Gebäudestandards im Wandel: Was der neue BSRIA-Leitfaden für Immobilienbetreuer bedeutet
Die britische BSRIA hat den aktuellen Stand der Building Regulations für England, Wales, Schottland und Nordirland jetzt im Leitfaden BG 92/2026 gebündelt – mit allen Teilen von Part A bis Part T und dem Building Safety Act 2022.
Gereon Thielen, Experte für ganzheitlichen Gebäudeunterhalt und Handwerksmeister·aktualisiert 16. August 2026

Zwanzig Kapitel, vier Landesteile, jedes Jahr neue Vorgaben: Wer hier ohne Spickzettel arbeitet, übersieht irgendwann eine Pflicht. Für deutsche Hausmeister und Immobilienbetreuer lohnt der Blick trotzdem, denn was Whitehall jetzt festschreibt, taucht in abgeschwächter Form meist wenige Jahre später in den Landesbauordnungen und der GEG auf. Wer Bestandsgebäude betreut, sollte die Trends im Auge behalten, bevor sie in der nächsten Novellierung landen.
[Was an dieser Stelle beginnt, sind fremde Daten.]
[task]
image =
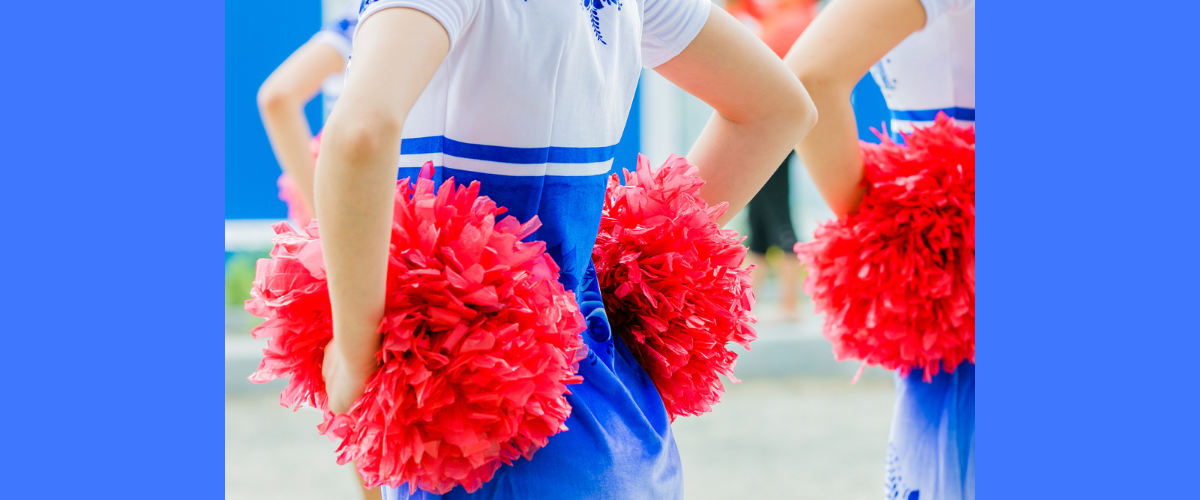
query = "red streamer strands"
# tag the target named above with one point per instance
(895, 279)
(479, 341)
(673, 284)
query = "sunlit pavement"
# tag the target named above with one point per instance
(795, 428)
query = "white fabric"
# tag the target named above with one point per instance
(540, 73)
(337, 35)
(934, 68)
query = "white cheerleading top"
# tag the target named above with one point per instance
(933, 70)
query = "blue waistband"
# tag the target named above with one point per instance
(424, 145)
(930, 114)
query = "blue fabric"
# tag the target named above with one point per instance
(931, 445)
(930, 114)
(421, 145)
(618, 444)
Was sich auf der Insel konkret ändert
Unter Part L dürfen in Neubauten keine Gasheizungen mehr eingebaut werden, Wärmepumpen und Wärmenetze werden Standard, PV-Anlagen sind in den meisten neuen Wohngebäuden Pflicht. Part B verschärft den Brandschutz: In neuen Wohnblocks über 18 Metern gelten erweiterte Evakuierungswarnungen, ab September 2026 wird zudem eine zweite Fluchtreppe zur Pflicht. Das überarbeitete Approved Document F bringt 2027 neue Regeln für Luftstrommessungen samt UKAS-Kalibrierung – für jeden Inbetriebnahme- und Wartungsbetrieb ein handfestes Compliance-Thema. Hinzu kommen Part O zur Überhitzung in Wohnräumen, Part S zur Ladeinfrastruktur für E-Autos und Part T zu Sanitäranlagen, bereits 2024 in Kraft.
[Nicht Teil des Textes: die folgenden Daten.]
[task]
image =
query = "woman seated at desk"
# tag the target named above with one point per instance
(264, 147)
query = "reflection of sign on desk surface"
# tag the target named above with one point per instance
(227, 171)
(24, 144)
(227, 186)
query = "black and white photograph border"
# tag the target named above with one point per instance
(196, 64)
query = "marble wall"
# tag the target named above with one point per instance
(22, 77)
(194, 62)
Was auf dem Objekt liegen bleibt
Die BSRIA bündelt in einem Werk die Pflichten der drei Gateway-Stufen des Building Safety Act 2022, die Verantwortlichkeiten der sogenannten Dutyholder und den „Golden Thread" an Gebäudedaten – also die lückenlose Dokumentation von der ersten Planung bis zum laufenden Betrieb. David Bleicher, Publications Manager bei BSRIA, brachte es auf den Punkt: Die Änderungen dieses Jahres türmen sich in einer Weise, die das Management spürbar erschwere. Genau deshalb liefert der Leitfaden eine klare Übersicht und verweist auf die Originaldokumente der Regierung.
Was das für den Hausmeister hierzulande heißt
Fakt ist: Wer heute schon auf eine saubere Bestandsdokumentation achtet, prüfbare Wartungsprotokolle vorhält und seine Anlagen fachgerecht abnimmt, ist auf der sicheren Seite – egal wo die nächste Regulierung herkommt. Prüfen Sie zuerst Ihre Bestandsakte: Fehlende Abnahmeprotokolle, lückenhafte Wartungsnachweise und unklare Verantwortungsketten sind das eigentliche Kostengrab, nicht die nächste Gesetzesnovelle. Wer hier aufräumt, solange die Vorschriften noch Spielraum lassen, spart sich hinterher teure Nacharbeit. Mein Tipp aus der Praxis: Legen Sie eine simple Gebäudemappe an – pro Gewerk eine Klappe, jährliche Wartungsliste, Ansprechpartner mit Telefonnummer. Das ist kein Bürokratie-Monster, sondern genau das, was im Schadensfall den Unterschied macht zwischen einer kurzen Reparatur und einem zähen Rechtsstreit.